Subject: Re: [cdt-dev] Indexing performance

Hello Vyacheslav,

With 10k unresolved includes and 100k syntax errors, your indexing quality is certainly not outstanding.
Compare against my project - I had almost twice as many sources/declarations/references, but only 1k unresolved includes and 40k syntax errors.

I suggest that you try some navigations to see whether the index is actually usable for you.
For instance, try some STL container (like a map) and see whether in an expression like
       myMap[key].myMethod()
you can navigate to myMethod and whether the calltree for myMethod does show that caller.
If not, then your STL headers have not been found and I'd consider your index not really usable and you will need to work on your indexer setup (the -I and -D settings).

Your 1.5% unresolved names is not extremely bad though - essentially it means that 1.5% of your navigation requests or calltree requests are going to fail because the respective symbol was not found; But 100k syntax errors is pretty bad, it says that some preprocessor macros were likely not understood which might mean that a good deal of your index might be garbage.

Syntax errors should usually be shown with a yellow squiggly underline in the editor; or you can log all syntax errors during parsing, when you save attached file somewhere and than launch your Eclipse like this:
         eclipse -debug $HOME/indexer-debug-options.txt > indexer-log.txt with your 100k syntax errors, that log is going to grow pretty huge.
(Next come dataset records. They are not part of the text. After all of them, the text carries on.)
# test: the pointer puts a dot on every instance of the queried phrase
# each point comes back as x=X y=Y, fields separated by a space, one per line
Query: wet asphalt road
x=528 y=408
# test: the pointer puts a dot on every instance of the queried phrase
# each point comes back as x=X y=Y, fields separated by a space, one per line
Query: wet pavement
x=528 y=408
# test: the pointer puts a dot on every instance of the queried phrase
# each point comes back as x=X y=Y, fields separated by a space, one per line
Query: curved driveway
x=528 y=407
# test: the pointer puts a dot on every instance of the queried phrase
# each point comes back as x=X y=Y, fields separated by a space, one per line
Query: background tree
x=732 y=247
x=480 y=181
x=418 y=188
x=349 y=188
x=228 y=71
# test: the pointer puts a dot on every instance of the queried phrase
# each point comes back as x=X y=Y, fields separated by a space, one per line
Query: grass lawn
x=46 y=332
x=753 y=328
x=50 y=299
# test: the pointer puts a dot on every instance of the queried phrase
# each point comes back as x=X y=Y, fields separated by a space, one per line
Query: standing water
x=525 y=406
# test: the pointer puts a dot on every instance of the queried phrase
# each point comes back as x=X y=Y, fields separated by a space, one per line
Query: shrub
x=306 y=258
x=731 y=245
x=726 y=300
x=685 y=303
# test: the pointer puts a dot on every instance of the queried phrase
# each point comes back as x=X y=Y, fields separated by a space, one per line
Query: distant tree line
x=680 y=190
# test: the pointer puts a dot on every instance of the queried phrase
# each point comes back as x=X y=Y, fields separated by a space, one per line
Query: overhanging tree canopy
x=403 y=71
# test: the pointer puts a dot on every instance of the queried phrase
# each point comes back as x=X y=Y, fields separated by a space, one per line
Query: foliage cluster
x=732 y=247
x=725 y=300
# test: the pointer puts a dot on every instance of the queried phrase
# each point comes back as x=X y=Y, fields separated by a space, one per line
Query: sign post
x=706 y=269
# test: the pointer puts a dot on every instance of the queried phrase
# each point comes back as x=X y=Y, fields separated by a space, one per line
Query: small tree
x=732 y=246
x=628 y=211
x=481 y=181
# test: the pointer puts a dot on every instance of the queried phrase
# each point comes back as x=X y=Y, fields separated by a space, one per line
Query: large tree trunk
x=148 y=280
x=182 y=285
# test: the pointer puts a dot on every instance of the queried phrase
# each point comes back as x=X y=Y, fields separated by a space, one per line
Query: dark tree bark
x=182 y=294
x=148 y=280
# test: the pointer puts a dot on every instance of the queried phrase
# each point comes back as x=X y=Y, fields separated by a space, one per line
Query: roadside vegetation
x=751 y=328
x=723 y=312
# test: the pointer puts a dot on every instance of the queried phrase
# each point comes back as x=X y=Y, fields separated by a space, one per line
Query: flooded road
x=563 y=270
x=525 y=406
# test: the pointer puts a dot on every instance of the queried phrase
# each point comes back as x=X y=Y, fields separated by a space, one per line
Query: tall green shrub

But anyways, in my experience the index quality is largely unrelated to index performance.
45 minutes indexing time is absolutely reasonable for the size of your code base; I don't think that is going to change much when you improve index quality. Regarding the Windows time, I assume it's so much worse because the file system is so slow on Windows (it spends 50 minutes in the Kernel, either accessing the file system or doing stupid spinlocks for multithreading; a very good example that Windows is not the right OS if you're looking at Performance).

Personally, I find 45 minutes pretty good for the size of your code base; why would you want to further tune performance ? What actions / workflow feels too slow for you ?

Thanks,
Martin
--
Martin Oberhuber, SMTS / Product Architect – Development Tools, Wind River direct +43.662.457915.85  fax +43.662.457915.6


-----Original Message-----
From: Vyacheslav Chigrin [mailto:vyacheslav.chigryn@xxxxxxxxx]
Sent: Saturday, February 09, 2013 9:52 PM
To: CDT General developers list.
Cc: Oberhuber, Martin
Subject: Re: [cdt-dev] Indexing performance

Hello, Martin

I performed experiments you suggested on my system (Core i5 3.4 GHz, 6GB RAM, SSD Hard drive). I use Linux (Ubuntu 12.04) and Windows (Windows 7), project sources on local hard drive (on Linux - on Linux partition, on Windows - on Windows partition). I have eclipse Juno, run on 64-bit JRE, modified eclipse.ini by adding values you suggested. Project does not define much C++ template classes, although STL used intensively.
Most code is C++, although some C files also present. Some source files are generated during build process, may be because of this number of indexed files on Windows and Linux differ (see below).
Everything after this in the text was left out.